Crime Soars as Incarcerations Plummet

The nation’s imprisonment numbers are way down, and — shocker — crime rates are way up.

It’s not rocket science: If fewer people are in prison, more people are probably out committing crimes. And these days, fewer people are in prison, so…

As a newly released report from the DOJ’s Bureau of Justice Statistics indicates, the number of prisoners under state or federal jurisdiction at year-end of 2020 had decreased by 214,300 from 2019 and by 399,700 from 2009, which was its peak year. Further, the imprisonment rate in 2020 was 358 per 100,000 U.S. residents, its lowest level since 1992.

Ah, 1992. Recall what happened back then: Bill Clinton won the presidency, and a crime wave would soon thereafter grip the nation — a crime wave that resulted in the passage of The Violent Crime Control and Law Enforcement Act of 1994, a piece of legislation that included “three-strikes” mandatory life sentences for repeat violent offenders, funding for community policing and prisons, a so-called assault weapons ban, and the Violence Against Women Act.

It was a crime bill that Joe Biden was for before he was against. That’s “young” Scranton Joe in the picture below, muscling his way into the frame and hovering over Bill Clinton’s left shoulder to make sure he gets due credit for the bill’s passage.

Nearly three decades later, though, when he made his third run for the presidency, Biden’s support for the 1994 crime bill became untenable. It didn’t matter that he’d co-sponsored the bill, and it didn’t matter that it had succeeded in helping to reduce crime. Joe Biden, like every Democrat, desperately needed the black vote. But the Congressional Black Caucus — a majority of whose members had voted for the crime bill’s passage — had long since denounced it as racist. And so, Biden began to distance himself from a bill he once proudly championed.

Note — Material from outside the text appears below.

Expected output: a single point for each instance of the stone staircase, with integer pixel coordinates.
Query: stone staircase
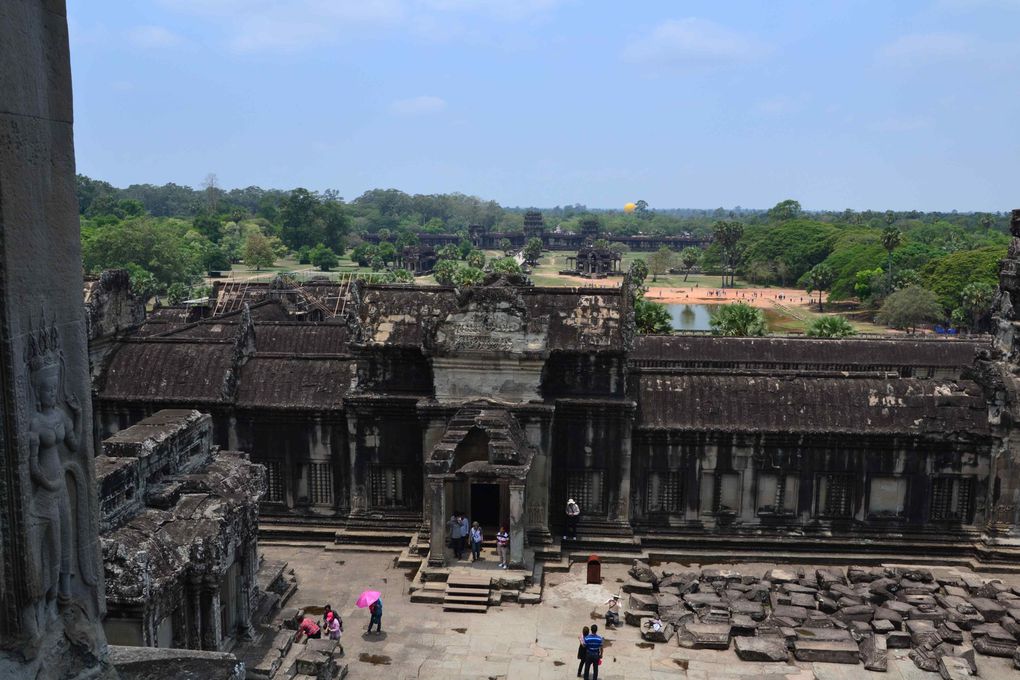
(467, 593)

Why, you ask, are we looking back on these ancient events? Because we think Biden and his fellow Democrats will once again be forced to appear that they’re tough on crime. Incarcerations are way down, and crime is way up. And as we reported earlier this month, a dozen large U.S. cities — Albuquerque, Austin, Baton Rouge, Columbus, Indianapolis, Louisville, Philadelphia, Portland, Rochester, St. Paul, Toledo, and Tucson — had each eclipsed the single deadliest year in their history. (Incidentally, that number of record-setting murderous cities is now 17.)

Something’s got to give. Perhaps today’s soft-on-crime Democrats will see the writing on the wall and try to strike a tough-on-crime pose prior to next November’s widely expected electoral shellacking. That seems to be what San Francisco’s hard-left Mayor London Breed did recently, and it’ll be interesting to see if other Democrats follow suit.

As for the Congressional Black Caucus and its regular refrain of a systemically racist prison system that disproportionately incarcerates blacks for nonviolent offenses, take note: “Roughly 80% of black prisoners were in prison for murder, manslaughter, rape, robbery, aggravated assault, burglary, car theft, or weapons charges,” notes columnist Daniel Horowitz. “So, the notion that we have an over-incarceration problem among black criminals is a complete hoax — and in fact, we have an under-incarceration crisis among all demographics, especially for violent crimes and car thefts.”

Prison reform is a great idea — in theory. Donald Trump tried it, and anyone who saw the joy and the gratitude expressed toward him by Alice Marie Johnson couldn’t help but be moved. Johnson had already served almost 22 years of a life sentence for a first-time nonviolent drug conviction before then-President Trump commuted her sentence.

Unfortunately, not every offender is an Alice Johnson. Unfortunately, as one of our colleagues recently put it, “Some people just need to be behind bars.”